According to the Washington Post,
The massacre here that killed more than two dozen people, the youngest an 18-month-old toddler, occurred amid an ongoing “domestic situation” involving the gunman and his relatives, at least one of whom had attended the church, law enforcement officials said Monday.
While authorities have not publicly identified a motive for the attack, they emphasized that the shooting did not appear to be fueled by racial or religious issues. Instead, they said he had sent “threatening texts” to his mother-in-law as part of this ongoing dispute. She had attended the church, though she was not there Sunday when the shooting occurred, officials said.
So Kelley didn’t simply “go crazy.” He didn’t “snap,” deciding to embark on Texas’ worst mass murder. Yesterday’s massacre was something that had been brewing for a very long time.

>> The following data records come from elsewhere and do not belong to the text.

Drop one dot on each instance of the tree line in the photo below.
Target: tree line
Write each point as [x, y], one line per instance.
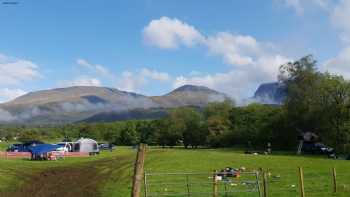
[315, 101]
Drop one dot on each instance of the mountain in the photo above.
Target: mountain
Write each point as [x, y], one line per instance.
[189, 95]
[270, 93]
[79, 103]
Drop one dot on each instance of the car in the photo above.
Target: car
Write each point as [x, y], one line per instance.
[106, 146]
[318, 148]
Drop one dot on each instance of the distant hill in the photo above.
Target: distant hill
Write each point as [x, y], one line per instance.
[89, 103]
[270, 93]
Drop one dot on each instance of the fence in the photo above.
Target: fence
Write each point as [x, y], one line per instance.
[264, 183]
[201, 184]
[308, 183]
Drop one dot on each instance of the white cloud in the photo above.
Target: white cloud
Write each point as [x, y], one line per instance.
[339, 65]
[238, 82]
[300, 5]
[235, 49]
[14, 71]
[253, 62]
[130, 82]
[169, 33]
[7, 94]
[6, 116]
[135, 81]
[81, 81]
[340, 17]
[155, 75]
[95, 68]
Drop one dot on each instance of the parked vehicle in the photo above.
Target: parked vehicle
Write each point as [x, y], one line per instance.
[86, 145]
[318, 148]
[106, 146]
[23, 147]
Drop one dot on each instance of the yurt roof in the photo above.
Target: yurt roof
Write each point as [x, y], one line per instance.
[86, 140]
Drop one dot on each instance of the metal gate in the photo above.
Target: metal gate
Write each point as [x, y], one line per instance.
[201, 184]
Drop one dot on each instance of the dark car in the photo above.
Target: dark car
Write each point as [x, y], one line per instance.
[23, 147]
[106, 146]
[318, 149]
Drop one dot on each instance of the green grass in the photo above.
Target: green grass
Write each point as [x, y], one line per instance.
[119, 170]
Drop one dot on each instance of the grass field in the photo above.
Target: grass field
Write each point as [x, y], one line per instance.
[109, 174]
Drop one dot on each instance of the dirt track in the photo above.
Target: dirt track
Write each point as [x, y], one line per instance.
[76, 181]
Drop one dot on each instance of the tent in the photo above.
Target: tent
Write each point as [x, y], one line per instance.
[86, 145]
[40, 150]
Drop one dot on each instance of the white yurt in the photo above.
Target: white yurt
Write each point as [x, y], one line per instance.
[86, 145]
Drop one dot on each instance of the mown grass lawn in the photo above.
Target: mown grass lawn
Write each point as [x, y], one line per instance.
[117, 168]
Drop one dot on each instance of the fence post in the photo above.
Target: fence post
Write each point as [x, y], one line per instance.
[334, 175]
[188, 186]
[301, 179]
[138, 171]
[145, 184]
[264, 184]
[215, 184]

Again, because of Kelley’s conviction on domestic violence charges and his incarceration while in the Air Force, he was a “prohibited person.” He couldn’t legally own or purchase a firearm. Yet he’d bought the Ruger AR-15 he used yesterday from an FFL, Academy Sports, and, while probably lying on the required form 4473, he somehow passed the NICS background check.
In fact, he apparently passed more than one:
Three guns were recovered Sunday, according to authorities: A Ruger rifle and two handguns, one a Glock and another a Ruger, inside Kelley’s vehicle. He had purchased a total of four guns during each of the last four years, officials said.
Precisely how Kelley obtained his guns remained a key question for investigators. Kelley had been court-martialed in 2012 and sentenced to a year in military prison for assaulting his spouse and child, making him the latest mass attacker or suspect with domestic violence in his past. He was reduced in rank and released with a bad-conduct discharge in 2014.
Exactly how he passed those federal background checks — when the state of Texas had enough information to deny his application for a license to carry a concealed weapon — is a question the FBI is no doubt working very hard to answer.